On Oct 31, 2012, at 8:21 AM, Lee H Badman lhbad...@syr.edu
 wrote:

 To me, this whole mess has a lot of contributing factors in the aggregate. 
 Lazy/dated/stuck-in-time client device makers, policy that is either lacking, 
 not enforced, or impossible to practically enforce, merchants (like campus 
 bookstores)not engaged or sympathetic to campus IT when it comes to getting 
 the message out about what works and doesn't in the dorms, and users that are 
 either hyper-clueless or hyper-savvy. Then there's the philosophical debates- 
 the dorm should be just like home, where people can do anything they want 
 versus the dorms are more like a hotel- you play by the rules of temporary 
 lodging etc. And the fact that we tend to have zero control over client 
 types, device health, and nuances like OS revisions and driver status per 
 client. Sprinkle in each WLAN vendor's bugs and quirks for good measure, as 
 standards-based WLAN is a bad joke these days from the antenna back.
 
 Put it all together, and one thing is certain- it's extremely difficult to 
 promise any kind of per-user bandwidth on even the best WLAN when the RF 
 environment is so variable, and there isn't enough staff in the world to run 
 around trying to squelch every bit of interference that pops up where you 
 have a large dorm environment.
 
 Happy sunny Wednesday, dagnammit.
 
 
 Love your show, 
 
 
 Curmudgeonly in Syracuse.
 
 
 
 Lee H. Badman
 Network Architect/Wireless TME
 Information Technology and Services (ITS)
 Syracuse University
 315 443-3003
  
  
 
 
 -Original Message-
 From: The EDUCAUSE Wireless Issues Constituent Group Listserv 
 [mailto:WIRELESS-LAN@LISTSERV.EDUCAUSE.EDU] On Behalf Of Osborne, Bruce W
 Sent: Wednesday, October 31, 2012 7:44 AM
 To: WIRELESS-LAN@LISTSERV.EDUCAUSE.EDU
 Subject: Re: [WIRELESS-LAN] wireless printers in dorms
 
 Banning 2.4 GHz would ban a large portion of the consumer PCs and mobile 
 devices and all current game consoles. 
 
 I know that would not work here.
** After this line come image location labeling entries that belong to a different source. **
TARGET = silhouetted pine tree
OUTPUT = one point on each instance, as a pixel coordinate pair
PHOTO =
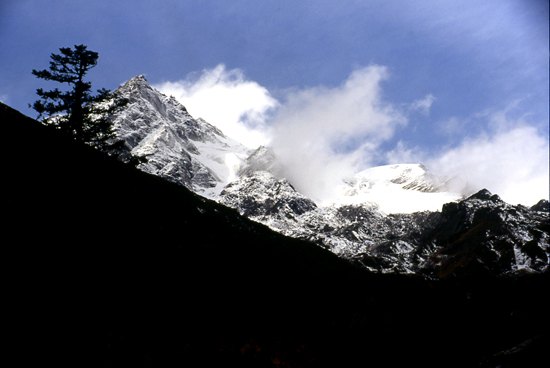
(78, 113)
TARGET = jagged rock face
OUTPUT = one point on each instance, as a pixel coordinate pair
(480, 234)
(264, 198)
(177, 146)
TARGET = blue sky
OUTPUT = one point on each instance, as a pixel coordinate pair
(335, 86)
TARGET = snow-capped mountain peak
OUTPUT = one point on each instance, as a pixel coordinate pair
(402, 188)
(394, 218)
(178, 147)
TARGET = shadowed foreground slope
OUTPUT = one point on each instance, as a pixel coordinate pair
(171, 279)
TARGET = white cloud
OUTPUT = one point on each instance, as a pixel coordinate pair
(226, 99)
(423, 105)
(512, 163)
(322, 134)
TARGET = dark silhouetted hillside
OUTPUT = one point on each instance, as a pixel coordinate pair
(143, 273)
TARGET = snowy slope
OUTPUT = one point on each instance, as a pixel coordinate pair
(178, 147)
(404, 188)
(395, 218)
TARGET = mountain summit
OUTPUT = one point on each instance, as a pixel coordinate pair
(184, 150)
(395, 218)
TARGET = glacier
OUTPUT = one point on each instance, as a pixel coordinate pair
(393, 218)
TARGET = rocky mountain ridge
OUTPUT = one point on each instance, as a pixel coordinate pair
(480, 233)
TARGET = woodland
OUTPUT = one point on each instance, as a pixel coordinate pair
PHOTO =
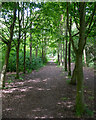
(52, 45)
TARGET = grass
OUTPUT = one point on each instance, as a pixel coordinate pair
(64, 98)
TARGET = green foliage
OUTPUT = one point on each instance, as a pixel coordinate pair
(64, 98)
(37, 62)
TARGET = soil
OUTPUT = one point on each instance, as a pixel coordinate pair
(45, 93)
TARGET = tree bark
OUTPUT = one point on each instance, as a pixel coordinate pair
(24, 52)
(30, 37)
(66, 51)
(69, 59)
(63, 52)
(79, 65)
(85, 58)
(3, 73)
(18, 46)
(80, 79)
(73, 78)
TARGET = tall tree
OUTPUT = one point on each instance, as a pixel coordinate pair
(18, 44)
(3, 74)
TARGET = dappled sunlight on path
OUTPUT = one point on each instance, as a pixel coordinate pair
(42, 94)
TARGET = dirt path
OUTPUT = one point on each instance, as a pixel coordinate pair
(44, 94)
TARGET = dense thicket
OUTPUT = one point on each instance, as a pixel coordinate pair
(32, 32)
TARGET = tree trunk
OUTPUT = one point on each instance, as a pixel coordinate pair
(36, 51)
(18, 46)
(31, 52)
(80, 79)
(85, 58)
(79, 65)
(69, 58)
(73, 78)
(30, 37)
(66, 52)
(58, 57)
(3, 73)
(17, 62)
(63, 52)
(25, 52)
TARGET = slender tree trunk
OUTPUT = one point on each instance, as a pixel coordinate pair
(3, 73)
(73, 78)
(63, 51)
(61, 54)
(18, 46)
(85, 58)
(31, 52)
(69, 58)
(36, 51)
(17, 61)
(58, 57)
(66, 52)
(25, 52)
(30, 37)
(80, 79)
(79, 65)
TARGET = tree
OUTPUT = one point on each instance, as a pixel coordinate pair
(3, 74)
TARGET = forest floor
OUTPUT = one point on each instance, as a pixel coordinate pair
(45, 94)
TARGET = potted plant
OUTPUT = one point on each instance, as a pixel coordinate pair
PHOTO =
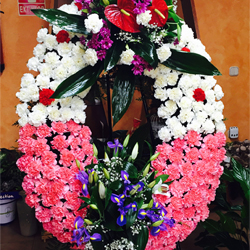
(11, 183)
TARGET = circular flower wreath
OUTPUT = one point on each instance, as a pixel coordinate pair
(52, 135)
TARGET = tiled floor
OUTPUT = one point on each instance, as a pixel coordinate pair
(11, 239)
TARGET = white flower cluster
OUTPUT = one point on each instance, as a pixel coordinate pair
(55, 62)
(122, 244)
(179, 108)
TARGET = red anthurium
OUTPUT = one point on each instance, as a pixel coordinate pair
(122, 15)
(159, 11)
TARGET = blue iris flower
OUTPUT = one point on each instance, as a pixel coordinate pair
(115, 145)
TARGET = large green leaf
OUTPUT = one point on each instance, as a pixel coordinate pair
(191, 63)
(123, 92)
(242, 175)
(69, 22)
(113, 54)
(147, 50)
(78, 82)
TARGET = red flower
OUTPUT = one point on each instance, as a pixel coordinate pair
(62, 36)
(199, 95)
(44, 96)
(122, 15)
(159, 11)
(185, 49)
(79, 6)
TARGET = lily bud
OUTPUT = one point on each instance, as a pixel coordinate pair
(125, 143)
(102, 190)
(95, 150)
(153, 157)
(135, 151)
(106, 173)
(95, 177)
(93, 206)
(145, 171)
(157, 223)
(151, 184)
(151, 203)
(106, 157)
(89, 222)
(91, 178)
(78, 163)
(144, 206)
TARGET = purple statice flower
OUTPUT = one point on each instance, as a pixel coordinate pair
(176, 41)
(82, 40)
(101, 54)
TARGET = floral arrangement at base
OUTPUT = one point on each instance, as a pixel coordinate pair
(118, 202)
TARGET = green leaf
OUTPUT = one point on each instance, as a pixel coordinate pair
(78, 82)
(242, 175)
(162, 177)
(147, 50)
(122, 93)
(142, 238)
(191, 63)
(227, 222)
(69, 22)
(212, 226)
(130, 169)
(113, 54)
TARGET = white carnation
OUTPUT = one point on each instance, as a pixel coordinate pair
(65, 48)
(161, 94)
(208, 126)
(27, 79)
(160, 81)
(80, 116)
(23, 120)
(50, 42)
(218, 92)
(93, 23)
(45, 69)
(22, 109)
(37, 118)
(43, 81)
(164, 134)
(90, 57)
(144, 18)
(185, 103)
(67, 114)
(186, 115)
(33, 64)
(52, 58)
(210, 97)
(41, 34)
(172, 78)
(127, 57)
(163, 52)
(174, 94)
(39, 51)
(54, 113)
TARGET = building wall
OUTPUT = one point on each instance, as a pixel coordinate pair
(18, 40)
(224, 30)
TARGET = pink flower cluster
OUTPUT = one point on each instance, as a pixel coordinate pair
(50, 183)
(193, 163)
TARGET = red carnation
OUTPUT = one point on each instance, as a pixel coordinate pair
(185, 49)
(79, 6)
(44, 96)
(62, 36)
(199, 95)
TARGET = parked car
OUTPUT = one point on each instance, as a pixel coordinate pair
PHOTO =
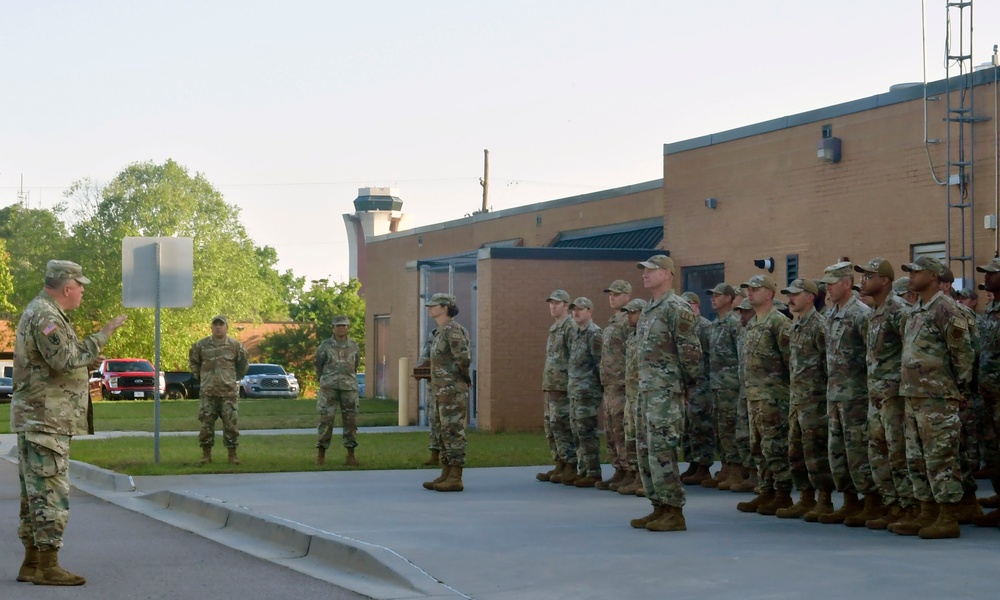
(125, 378)
(6, 389)
(268, 381)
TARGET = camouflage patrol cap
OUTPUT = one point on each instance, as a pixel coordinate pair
(558, 296)
(925, 263)
(660, 261)
(634, 305)
(877, 266)
(801, 285)
(764, 281)
(63, 270)
(991, 267)
(835, 273)
(619, 286)
(441, 299)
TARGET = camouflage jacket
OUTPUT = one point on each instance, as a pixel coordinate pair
(724, 359)
(555, 377)
(219, 365)
(766, 354)
(807, 359)
(846, 368)
(51, 372)
(585, 361)
(937, 351)
(669, 349)
(337, 364)
(613, 350)
(884, 340)
(450, 357)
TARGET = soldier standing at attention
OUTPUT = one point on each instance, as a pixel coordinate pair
(218, 362)
(669, 367)
(450, 361)
(585, 392)
(337, 361)
(766, 354)
(699, 428)
(807, 420)
(613, 380)
(49, 407)
(555, 376)
(937, 366)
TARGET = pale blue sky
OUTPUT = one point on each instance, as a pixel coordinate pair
(288, 107)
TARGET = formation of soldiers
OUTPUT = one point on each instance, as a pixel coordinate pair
(886, 392)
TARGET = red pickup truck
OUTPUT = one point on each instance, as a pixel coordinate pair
(124, 378)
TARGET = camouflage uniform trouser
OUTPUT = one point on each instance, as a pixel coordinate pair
(699, 427)
(808, 457)
(328, 401)
(769, 443)
(560, 424)
(725, 425)
(451, 409)
(588, 444)
(932, 432)
(43, 469)
(214, 407)
(658, 462)
(614, 425)
(852, 473)
(887, 450)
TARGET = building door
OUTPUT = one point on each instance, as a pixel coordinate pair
(381, 356)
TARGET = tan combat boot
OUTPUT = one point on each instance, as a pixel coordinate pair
(453, 483)
(945, 526)
(672, 520)
(872, 510)
(824, 506)
(807, 502)
(29, 565)
(640, 523)
(445, 469)
(49, 572)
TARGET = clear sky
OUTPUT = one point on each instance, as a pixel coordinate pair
(288, 107)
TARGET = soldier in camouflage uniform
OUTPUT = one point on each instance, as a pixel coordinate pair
(585, 392)
(613, 380)
(847, 398)
(670, 365)
(807, 418)
(218, 362)
(337, 362)
(766, 374)
(937, 366)
(886, 413)
(450, 378)
(49, 407)
(635, 423)
(555, 376)
(699, 428)
(724, 381)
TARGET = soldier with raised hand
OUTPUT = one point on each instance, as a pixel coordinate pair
(219, 362)
(49, 407)
(615, 334)
(807, 419)
(886, 413)
(766, 355)
(555, 376)
(338, 359)
(670, 364)
(937, 367)
(585, 392)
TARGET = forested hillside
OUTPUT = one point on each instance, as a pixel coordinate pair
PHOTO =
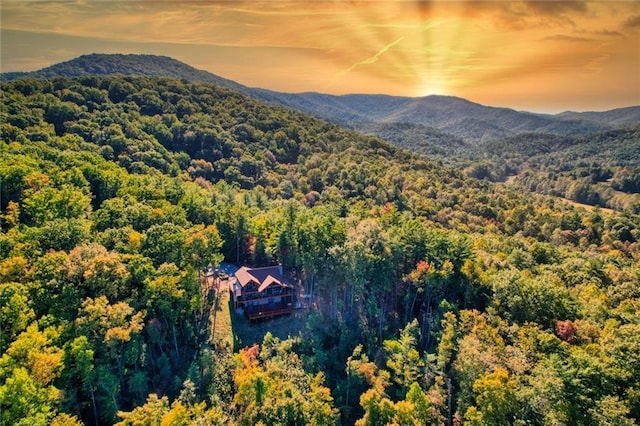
(438, 298)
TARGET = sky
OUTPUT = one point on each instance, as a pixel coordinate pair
(542, 56)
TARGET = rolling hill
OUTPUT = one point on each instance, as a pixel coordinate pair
(472, 122)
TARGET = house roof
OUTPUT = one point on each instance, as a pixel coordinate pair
(263, 277)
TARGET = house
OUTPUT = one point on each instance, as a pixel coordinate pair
(261, 292)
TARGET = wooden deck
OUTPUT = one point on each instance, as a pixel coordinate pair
(268, 311)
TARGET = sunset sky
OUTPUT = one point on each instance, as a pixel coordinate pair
(541, 56)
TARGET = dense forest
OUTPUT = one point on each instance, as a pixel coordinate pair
(439, 298)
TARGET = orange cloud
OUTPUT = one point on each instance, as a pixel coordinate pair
(501, 53)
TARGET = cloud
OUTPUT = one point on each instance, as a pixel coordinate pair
(632, 22)
(563, 37)
(552, 8)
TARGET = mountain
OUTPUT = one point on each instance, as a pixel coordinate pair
(469, 121)
(617, 117)
(121, 64)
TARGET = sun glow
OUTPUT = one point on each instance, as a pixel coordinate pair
(432, 85)
(522, 54)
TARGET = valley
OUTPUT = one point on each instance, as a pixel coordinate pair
(443, 295)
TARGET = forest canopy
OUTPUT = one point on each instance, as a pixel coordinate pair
(438, 297)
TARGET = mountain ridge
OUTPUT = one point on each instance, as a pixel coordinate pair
(473, 122)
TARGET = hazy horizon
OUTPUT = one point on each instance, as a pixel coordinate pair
(537, 56)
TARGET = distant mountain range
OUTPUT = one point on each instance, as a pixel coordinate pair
(437, 122)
We initially only offered IPTV on 5GHz n and 
 had to expand the offering to 2.4GHz due to complaints from students. 
 Excluding game consoles would also be a very big issue here.
 
 Bruce Osborne
 Network Engineer
 IT Network Services
  
 (434) 592-4229
  
 LIBERTY UNIVERSITY
 Training Champions for Christ since 1971
 
 -Original Message-
 From: Adam Forsyth [mailto:forsy...@luther.edu] 
 Sent: Tuesday, October 30, 2012 8:41 PM
 Subject: Re: wireless printers in dorms
 
 Has anyone declared 2.4Ghz hopeless and made a policy declaring that users 
 that want a working well performing wireless network connection need to make 
 arrangements to connect to the 5Ghz network?  If a policy like that could 
 fly, then it would be easier to run a 5Ghz network with great performance for 
 all of the laptops to connect to.  2.4Ghz could become a best effort waste 
 land polluted by all of the printers with their rogue ssid's, slowed down by 
 the wii's that insist on making 802.11B connections before they'll make 
 802.11G connections, interfered with by the bluetooth, wifi-direct, etc.
 
 Of course, I guess this is only a good idea until 5Ghz becomes the new 
 2.4Ghz.  I suppose it's probably only a matter of time until devices like 
 printers have dual band radios and can cause 5Ghz problems too.
 
 On Tue, Oct 30, 2012 at 2:36 PM, Tom O'Donnell to...@maine.edu wrote:
 I left out a couple factors... I don't know if the printers are 
 printing wirelessly, or that students even intend them to. They just 
 show up with wireless enabled, and whatever education we've done on 
 the subject doesn't seem to help.
 
 Sometimes we'll find a printer and the person has a USB cable. Nope, 
 I'm not using wireless on my printer, just the USB. But they don't 
 realize the wireless is on.
 
 We don't intend for them to work, at any rate. We prohibit it, but 
 going door to door hasn't worked completely. Word gets around the 
 dorms, and students hide their printers :)
 
 --
 Tom O'Donnell
 Senior Manager of Network and Server Systems Information Technology 
 Services University of Maine at Farmington
 (207) 778-7336
 
 
 On Tue, Oct 30, 2012 at 3:07 PM, Julian Y Koh kohs...@northwestern.edu 
 wrote:
 On Oct 30, 2012, at 13:53 , Tom O'Donnell to...@maine.edu
 wrote:
 
 I was wondering how other schools handle wireless printers in the 
 dorms.  This seems to be the year everyone showed up with one, and 
 they're causing connectivity problems in our 2.4GHz space.